Background: Cell death is a fundamental biological phenomenon that contributes to the
pathogenesis of various diseases. Regulation of iron and iron metabolism has received considerable
research interests especially concerning the progression of metabolic diseases.
Discussion: Emerging evidence shows that ferroptosis, a non-apoptotic programmed cell death induced
by iron-dependent lipid peroxidation, contributes to the development of complex diseases such
as non-alcoholic steatohepatitis, cardiomyopathy, renal ischemia-reperfusion, and neurodegenerative
diseases. Therefore, inhibiting ferroptosis can improve the pathophysiology of associated metabolic
diseases. This review describes the vital role of ferroptosis in mediating the development of certain
metabolic diseases. Besides, the potential risk of iron and ferroptosis in atherosclerosis and cardiovascular
diseases is also described. Iron overload and ferroptosis are potential secondary causes of death
in metabolic diseases.
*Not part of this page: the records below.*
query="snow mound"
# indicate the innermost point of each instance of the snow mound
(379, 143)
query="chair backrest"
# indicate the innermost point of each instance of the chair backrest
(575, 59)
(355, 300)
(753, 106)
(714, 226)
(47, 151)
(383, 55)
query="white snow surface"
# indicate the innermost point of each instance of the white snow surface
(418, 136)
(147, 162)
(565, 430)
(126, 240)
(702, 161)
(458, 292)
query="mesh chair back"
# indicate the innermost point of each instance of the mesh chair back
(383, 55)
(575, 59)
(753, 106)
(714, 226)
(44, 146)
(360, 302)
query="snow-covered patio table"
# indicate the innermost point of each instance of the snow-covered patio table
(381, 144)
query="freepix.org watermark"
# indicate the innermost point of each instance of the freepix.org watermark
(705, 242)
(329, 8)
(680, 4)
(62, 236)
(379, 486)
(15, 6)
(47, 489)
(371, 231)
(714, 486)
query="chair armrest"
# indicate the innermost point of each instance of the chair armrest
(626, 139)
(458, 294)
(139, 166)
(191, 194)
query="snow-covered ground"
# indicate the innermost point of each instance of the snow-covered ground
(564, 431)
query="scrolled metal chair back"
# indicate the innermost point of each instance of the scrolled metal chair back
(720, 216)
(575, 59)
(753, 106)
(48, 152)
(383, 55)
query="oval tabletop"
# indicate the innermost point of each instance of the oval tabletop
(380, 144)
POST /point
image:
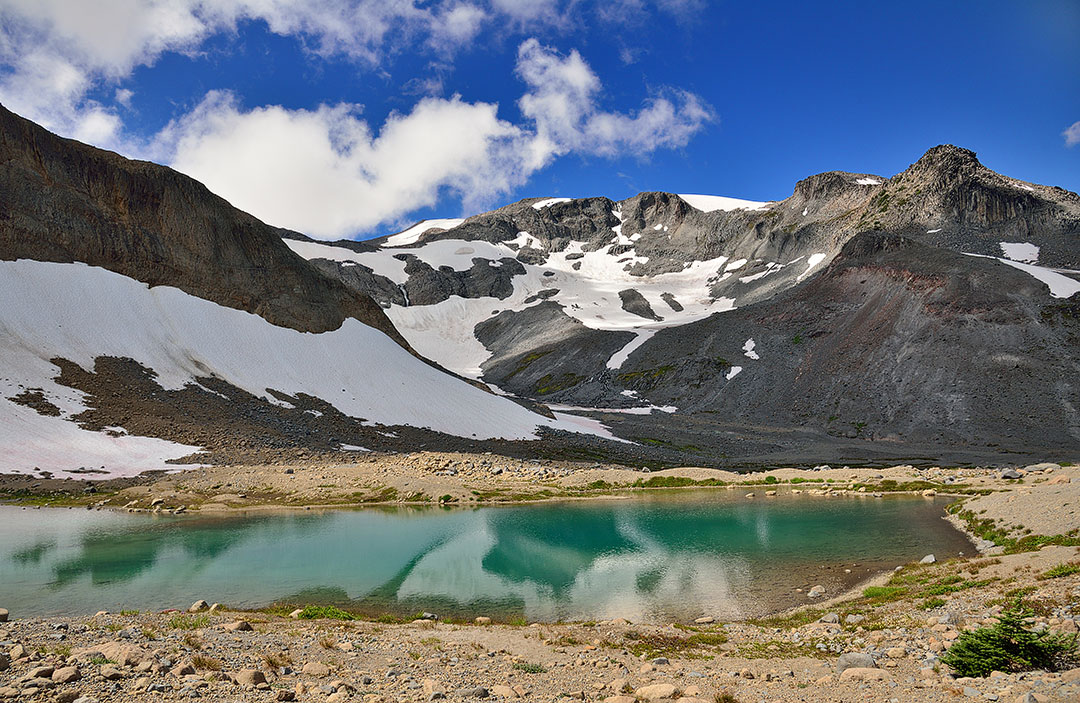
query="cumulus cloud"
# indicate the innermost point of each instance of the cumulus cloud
(562, 102)
(326, 171)
(1071, 135)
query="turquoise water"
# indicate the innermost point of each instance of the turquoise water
(656, 557)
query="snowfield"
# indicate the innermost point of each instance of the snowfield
(79, 312)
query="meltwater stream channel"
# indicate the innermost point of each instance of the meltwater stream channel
(656, 557)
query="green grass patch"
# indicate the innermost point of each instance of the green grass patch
(188, 622)
(324, 612)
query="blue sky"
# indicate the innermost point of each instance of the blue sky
(353, 118)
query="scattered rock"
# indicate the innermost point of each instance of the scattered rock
(656, 692)
(863, 674)
(67, 675)
(854, 660)
(315, 668)
(250, 677)
(476, 691)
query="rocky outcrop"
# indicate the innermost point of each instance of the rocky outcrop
(65, 201)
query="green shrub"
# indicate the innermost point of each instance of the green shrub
(324, 612)
(1008, 646)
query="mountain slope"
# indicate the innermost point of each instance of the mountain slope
(65, 201)
(961, 266)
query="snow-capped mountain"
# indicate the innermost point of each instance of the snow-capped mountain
(935, 307)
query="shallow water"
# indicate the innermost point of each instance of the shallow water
(656, 557)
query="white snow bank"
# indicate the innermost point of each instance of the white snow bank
(811, 265)
(1061, 286)
(1020, 252)
(79, 312)
(412, 235)
(551, 201)
(713, 203)
(620, 356)
(30, 442)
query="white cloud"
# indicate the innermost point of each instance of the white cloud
(328, 174)
(325, 173)
(563, 103)
(1071, 135)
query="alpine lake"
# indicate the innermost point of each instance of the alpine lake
(662, 556)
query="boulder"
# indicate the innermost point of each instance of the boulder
(854, 660)
(250, 677)
(67, 675)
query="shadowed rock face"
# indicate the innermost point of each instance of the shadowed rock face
(65, 201)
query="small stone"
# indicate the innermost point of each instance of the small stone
(853, 660)
(66, 675)
(110, 673)
(862, 674)
(656, 692)
(476, 691)
(250, 677)
(432, 691)
(183, 670)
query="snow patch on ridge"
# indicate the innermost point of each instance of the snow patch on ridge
(412, 235)
(79, 312)
(713, 203)
(1024, 252)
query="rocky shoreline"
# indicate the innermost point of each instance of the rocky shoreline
(880, 641)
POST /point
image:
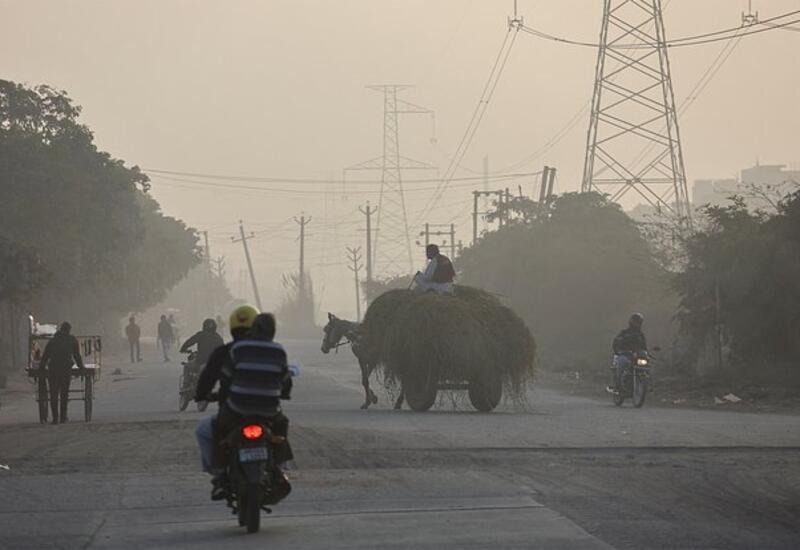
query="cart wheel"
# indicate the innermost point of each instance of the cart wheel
(485, 391)
(420, 394)
(43, 400)
(88, 396)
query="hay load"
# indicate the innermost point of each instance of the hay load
(467, 341)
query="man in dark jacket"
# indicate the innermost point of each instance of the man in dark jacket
(258, 366)
(629, 341)
(134, 333)
(439, 273)
(207, 340)
(61, 352)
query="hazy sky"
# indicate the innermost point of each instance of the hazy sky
(276, 88)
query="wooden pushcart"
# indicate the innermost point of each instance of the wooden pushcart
(91, 349)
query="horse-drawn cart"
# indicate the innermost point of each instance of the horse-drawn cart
(427, 343)
(91, 349)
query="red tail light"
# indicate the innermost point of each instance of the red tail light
(253, 431)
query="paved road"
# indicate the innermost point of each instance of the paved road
(568, 472)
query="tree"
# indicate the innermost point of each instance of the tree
(741, 286)
(574, 268)
(103, 239)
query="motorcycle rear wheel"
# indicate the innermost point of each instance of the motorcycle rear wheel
(252, 502)
(639, 391)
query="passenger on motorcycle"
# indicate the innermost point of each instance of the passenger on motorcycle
(629, 341)
(253, 376)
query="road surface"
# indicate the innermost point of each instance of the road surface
(568, 472)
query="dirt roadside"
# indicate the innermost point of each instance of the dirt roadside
(711, 393)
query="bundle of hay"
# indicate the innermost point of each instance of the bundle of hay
(430, 339)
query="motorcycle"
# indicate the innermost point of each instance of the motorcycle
(255, 481)
(187, 385)
(634, 380)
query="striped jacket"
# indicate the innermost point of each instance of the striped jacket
(256, 376)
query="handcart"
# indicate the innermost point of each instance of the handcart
(91, 348)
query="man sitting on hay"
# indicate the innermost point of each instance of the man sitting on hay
(438, 275)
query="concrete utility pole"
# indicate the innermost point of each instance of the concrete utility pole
(302, 222)
(354, 255)
(548, 181)
(243, 239)
(368, 213)
(450, 233)
(218, 267)
(476, 213)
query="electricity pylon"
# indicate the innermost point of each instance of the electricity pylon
(634, 141)
(392, 247)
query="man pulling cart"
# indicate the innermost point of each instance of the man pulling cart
(55, 358)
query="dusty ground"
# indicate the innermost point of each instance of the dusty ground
(569, 472)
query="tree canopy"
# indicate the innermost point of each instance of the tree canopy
(104, 243)
(743, 277)
(575, 268)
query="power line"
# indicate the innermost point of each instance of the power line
(705, 38)
(189, 183)
(477, 116)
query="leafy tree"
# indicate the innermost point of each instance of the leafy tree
(742, 283)
(107, 247)
(574, 268)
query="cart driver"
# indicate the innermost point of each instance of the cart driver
(438, 275)
(61, 352)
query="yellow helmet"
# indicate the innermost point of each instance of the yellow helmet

Moreover, this review also provides potential novel approaches against ferroptosis
based on recent research advances.
Conclusion: Several controversies exist concerning mechanisms underlying ferroptotic cell death in
metabolic diseases, particularly in atherosclerosis. Since ferroptosis participates in the progression of
metabolic diseases such as non-alcoholic steatohepatitis (NASH), there is a need to develop new drugs
targeting ferroptosis to alleviate such diseases.